Three other changes are worth knowing about:

last_sql() returns the SQL of the most recent query dbplyr generated. This is mostly useful when debugging a problem that surfaces inside collect() or compute(), when you don’t have a convenient handle on the query to call show_query() on.
copy = "inline" is now an option for joins, set operations, and row operations. When you join a local data frame to a remote table, dbplyr normally copies it to a temporary table on the server. With copy = "inline", it inlines the data into the SQL directly using copy_inline(), which is handy when you can’t (or don’t want to) create a temporary table.
Thanks to @shearerpmm, this release also gains a translation layer for IBM DB2. The translation includes paste()/paste0() (using ||), DB2-specific casts, runif(), a comprehensive set of string and date functions, the clock helpers, and statistical aggregates.

Notes for backend developers#

If you maintain a dbplyr backend, several things have changed and you may need to make some adjustments. Hopefully none of this is a surprise, since I’ve already filed PRs to all CRAN packages that needed changes 😀.

Most importantly, the new sql_dialect() generic separates out the connection details from SQL generation. You should create a sql_dialect() method for your connection that returns a new_sql_dialect() object. new_sql_dialect() lets you customize the full surface of SQL generation, including how identifiers are quoted (which allows tests to look much closer to real SQL). Once you have that object, all the sql_ generics can dispatch on it, rather than on the connection object.

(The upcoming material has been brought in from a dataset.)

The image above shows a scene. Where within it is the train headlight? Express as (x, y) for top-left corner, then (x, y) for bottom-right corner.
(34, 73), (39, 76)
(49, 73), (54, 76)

There are two new extension points for customization:

db_table_drop_if_exists() is a new generic that lets backends customize how tables are dropped when overwrite = TRUE. It was added to support Oracle, which needs a slightly different DROP TABLE incantation.
sql_set_op_method() is a new generic that lets set operations (union(), intersect(), setdiff()) customize the SQL keyword they generate. Useful when a backend needs UNION DISTINCT instead of UNION, or MINUS instead of EXCEPT.

And two deprecations:

sql_expr_matches() is deprecated. Provide is_distinct_from() and is_not_distinct_from() translations instead. These power joins with na_matches = "na" and the new filter_out() translation.
as.sql() is deprecated as part of a major internal refactor of how sql() and ident() are used. You can generally replace it with as_table_path() if used to refer to a table, or sql() if you want to indicate it’s raw SQL.

I’ve also overhauled the exported tools for generating SQL strings. The newly exported sql_glue() (implicit dialect, for use inside sql_translation()) and sql_glue2() (explicit dialect, for everywhere else) provide a glue-style syntax for building SQL strings. They replace the now superseded build_sql(), sql_expr(), and sql_call2().